Solved – Why does the naive Bayes classifier only give me probabilities near 0

machine learningnaive bayes

I'm building a text classifier using the naive Bayes formula. I'm still early in the development, but I already see a problem with my technique and I was wondering if you guys would have idea that would help me solve this problem.

What I want to do is score texts to order them from the more likely to be in class A to the less likely to be. I only have one class and I want to find the likelyhood that a text is in it.

The problem is I only get prediction really near zero (1,068E-12 for exemple). the reason is most words have a probability of being in class A inferior to 0.5. Even if I have words with probabilities > 0.5, theses probabilities are farther from 1 then the probabilities <0.5 are farther from 0.

So when I choose the N words with the probabilities the farthest from .05 I usually get only (or at least more) probabilities <0.5. And so the more words I use (N) the more the probability is near 0.

Is there some optimization I could implement that would help with this problem (For now I don't even remove stop words, but I plan to)?

Or is a Bayes classifier a bad choice for my problem?

Best Answer

Naive Bayes generally uses a decision rule like $$ \text{argmax}_{C_i} P(C_i)P(D|C_i), $$ which comes from the fact we can write $$ P(C_i|D) = \frac{P(C_i)P(D|C_i)}{P(D)}. $$ and drop the denominator $P(D)$ since it does not depend on the class. However, since $P(D) << 1$ (i.e. there are many possible documents), neglecting it will cause the output of your algorithm to be quite small, so this isn't necessarily indication your implementation is incorrect.

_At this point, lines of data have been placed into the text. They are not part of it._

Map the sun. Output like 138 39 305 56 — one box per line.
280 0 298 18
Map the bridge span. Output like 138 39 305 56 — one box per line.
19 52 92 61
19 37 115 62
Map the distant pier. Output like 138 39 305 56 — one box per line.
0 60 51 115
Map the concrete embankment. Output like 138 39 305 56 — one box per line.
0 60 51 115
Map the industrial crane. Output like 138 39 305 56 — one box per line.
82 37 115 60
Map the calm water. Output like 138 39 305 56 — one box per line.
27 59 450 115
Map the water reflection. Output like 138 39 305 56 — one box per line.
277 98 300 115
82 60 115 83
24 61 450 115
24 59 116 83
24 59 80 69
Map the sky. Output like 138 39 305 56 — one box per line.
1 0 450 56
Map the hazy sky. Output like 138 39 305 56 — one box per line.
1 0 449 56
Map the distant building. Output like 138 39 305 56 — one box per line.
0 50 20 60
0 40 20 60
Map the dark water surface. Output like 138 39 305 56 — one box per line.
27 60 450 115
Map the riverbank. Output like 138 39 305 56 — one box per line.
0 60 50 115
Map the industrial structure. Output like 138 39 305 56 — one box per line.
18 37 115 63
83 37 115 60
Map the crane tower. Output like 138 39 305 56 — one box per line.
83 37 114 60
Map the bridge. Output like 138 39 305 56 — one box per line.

A practical tip: One thing you can and should do is work with sums of log probabilities rather than products of probabilities to avoid underflow errors. Rather than doing $$ P(D|C_i) = \prod_{w_j \in D} P(w_j|C_i), $$ do $$ \log P(D|C_i) = \sum_{w_j \in D} \log P(w_j|C_i). $$ You'll also need to deal with unseen words as well since zero probabilities will give you problems.